На третий день кого‑то осенило открыть особую новую билетную кассу для командировочных. Таковым единственным счастливым человеком на всей площади и внутри вокзала оказался я — взял без несостоявшейся очереди билет себе и другой билет старой и очень больной докторше, которая лежала с наружной стороны вокзала на земле. С помощью добрых людей и все же с большим трудом я втащил ее в некупейный вагон первого же подошедшего поезда, идущего в Ташкент, пришлось положить ее на пол в проходе, под окнами — никто в переполненном до отказа вагоне не шелохнулся, чтобы уступить ей место. Сам я присел на краешек одной скамьи, на которой лежала очень важная и очень толстая дама, страшно негодовавшая, как я смел сесть на дальний конец скамьи, и тщетно пытавшаяся дотянуться до меня своими толстыми и короткими ногами. На соседней скамье возлежал ее супруг, тоже очень толстый и важный, но его ноги были немного длиннее и их как раз хватало, чтобы не позволять никому сесть на конец скамьи. В тот же день я обнаружил, что у кого‑то из этой противной пары имеется отец: очень почтенного вида и с очень кротким лицом старик с длинной седой бородой, он был посажен своими родичами на багажную полку над входной дверью в вагон! Ему подавали туда еду, и в определенные часы дня он надевал полосатую накидку (талес), пристраивал на лбу черный кубик и молился. Я, конечно, через двадцать лет вспомнил этого старика, когда увидел его точного двойника на прекрасной ранней картине Марка Шагала «Молящийся еврей» в чикагском Художественном институте. В окружающей неприглядной и тяжелой обстановке этот старик на багажной полке явился мне как подлинный луч света в темном царстве.

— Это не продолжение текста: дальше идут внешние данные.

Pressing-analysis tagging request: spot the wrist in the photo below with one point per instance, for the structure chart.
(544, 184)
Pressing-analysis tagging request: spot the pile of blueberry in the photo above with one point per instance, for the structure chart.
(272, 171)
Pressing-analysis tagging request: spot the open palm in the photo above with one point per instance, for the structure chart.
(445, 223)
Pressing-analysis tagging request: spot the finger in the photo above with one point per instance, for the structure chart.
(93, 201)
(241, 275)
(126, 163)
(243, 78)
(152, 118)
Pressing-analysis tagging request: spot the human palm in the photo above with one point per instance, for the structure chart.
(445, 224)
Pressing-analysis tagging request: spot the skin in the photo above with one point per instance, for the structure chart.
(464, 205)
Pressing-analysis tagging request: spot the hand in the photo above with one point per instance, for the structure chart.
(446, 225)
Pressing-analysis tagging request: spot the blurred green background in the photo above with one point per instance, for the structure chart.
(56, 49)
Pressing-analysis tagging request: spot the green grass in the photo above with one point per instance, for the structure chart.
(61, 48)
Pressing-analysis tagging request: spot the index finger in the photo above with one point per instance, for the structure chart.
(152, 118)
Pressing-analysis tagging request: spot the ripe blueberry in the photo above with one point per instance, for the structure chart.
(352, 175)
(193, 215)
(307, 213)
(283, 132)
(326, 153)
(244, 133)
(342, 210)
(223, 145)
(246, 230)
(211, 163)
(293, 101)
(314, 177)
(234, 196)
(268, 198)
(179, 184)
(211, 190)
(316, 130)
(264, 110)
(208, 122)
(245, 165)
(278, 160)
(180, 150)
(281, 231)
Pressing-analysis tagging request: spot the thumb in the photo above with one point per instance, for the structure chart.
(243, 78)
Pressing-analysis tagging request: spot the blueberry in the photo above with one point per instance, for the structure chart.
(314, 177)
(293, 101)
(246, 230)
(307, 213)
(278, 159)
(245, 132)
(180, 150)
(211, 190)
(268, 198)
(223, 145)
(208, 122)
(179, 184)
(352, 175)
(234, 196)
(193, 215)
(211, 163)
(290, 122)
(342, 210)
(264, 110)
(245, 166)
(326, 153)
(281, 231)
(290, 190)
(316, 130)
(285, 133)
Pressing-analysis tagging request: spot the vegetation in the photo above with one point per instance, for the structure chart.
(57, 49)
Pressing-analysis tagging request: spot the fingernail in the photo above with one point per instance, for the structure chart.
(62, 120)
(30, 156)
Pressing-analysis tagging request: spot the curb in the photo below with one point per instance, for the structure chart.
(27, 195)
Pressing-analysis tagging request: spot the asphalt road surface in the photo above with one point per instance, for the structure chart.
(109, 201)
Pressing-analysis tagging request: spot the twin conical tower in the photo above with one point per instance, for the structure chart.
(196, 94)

Как я ехал до Ташкента и сколько дней — не помню, знаю только, что все эти дни был очень голоден — ничего не ел всю дорогу. В Ташкенте я устроил, чтобы больную докторшу отвезли с вокзала в больницу, а сам добрался до Самарканда. Приехал в Самарканд уже в середине ноября.
Наш приезд в Самарканд. Художественный институт в эвакуации. Фаворский, С. Герасимов, Ульянов, Грабарь, Фальк, Моор. Возвращение в Москву
Первое, что я сделал, ступив, наконец, на самаркандскую землю — я стал разыскивать свою жену Наташу и дочь Машу, чтобы вызвать их в Самарканд. Я каким‑то образом получил неверную информацию, будто музыкальную школу при Московской консерватории, с которой они в июле уехали в Пензу, перевезли в Алма — Ату, в Казахстан. Я несколько раз писал в Алма — Ату, не получая никакого ответа, пока уже в декабре не узнал, что музыкальную школу никуда из Пензы не переводили.